In your first example, you are creating one thread, in the second you are creating 1000.
The output you are performing appears to be most of the work and you have much more output in the second case than the first.
You need to be sure your testing and monitoring is far more light weight than want you are trying to monitor/measure.
Each thread consumes memory for stack, something from 256K to 1M. You can set stack size manually, but it is dangerous to set it below 128K. So If you have 2G memory and can afford to spend 1/2 for threads, you'll have no more than 8K threads. If this is ok for you, use normal multithreading (each Runnable has its own stack). If you are not willing or not able to spend so much memory for each Runnable, use Executor. Set thread pool size to the number of processors (Runtime.availableProcessors()), or several times more. The main problem arise, is that you cannot make Thread.sleep() or otherwise block thread in you runnable (say, wait for user response), because such blocking effectively excludes the thread from servicing. As a result, if you use thread pool of limited size, so called "thread starvation" occur, which is effectively a deadlock. If your thread pool is of unlimited size, then you fall back to normal multithreading and soon run out of memory.
The cure is to use asynchonous operations, that is, setup some request with your callback, and exit the run() method.
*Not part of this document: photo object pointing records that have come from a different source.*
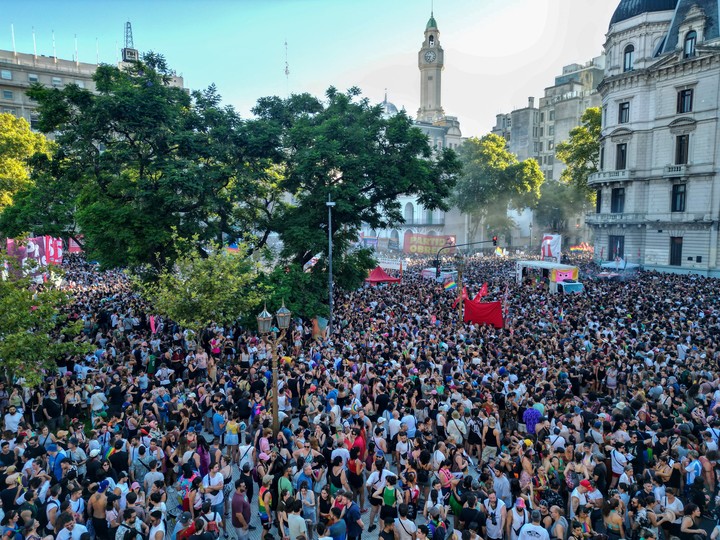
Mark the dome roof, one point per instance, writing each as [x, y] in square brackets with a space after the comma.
[630, 8]
[389, 109]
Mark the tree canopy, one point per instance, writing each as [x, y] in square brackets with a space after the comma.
[139, 159]
[581, 152]
[493, 180]
[18, 144]
[34, 327]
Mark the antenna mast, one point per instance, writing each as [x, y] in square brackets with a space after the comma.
[287, 72]
[129, 52]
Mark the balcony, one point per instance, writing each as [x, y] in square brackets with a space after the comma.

The callback should then start execution of some Runnable object (maybe the same) with Executor.execute(Runnable), or it can execute the method runnable.run() itself.
Asynchronous input-output operations are present now in Java 7 (nio2), but I failed to make it serve more than several hundreds of network connections. For servicing network connections, asynchronous network libraries can be used (e.g. Apache Netty).
Organizing callbacks and execution of runnables may require sophisticated synchronization. To make life easier, consider to use Actor model (http://en.wikipedia.org/wiki/Actor_model), where Actor is a Runnable executing each time when an input message arrive. Numerous Java Actor libraries exist (e.g https://github.com/rfqu/df4j).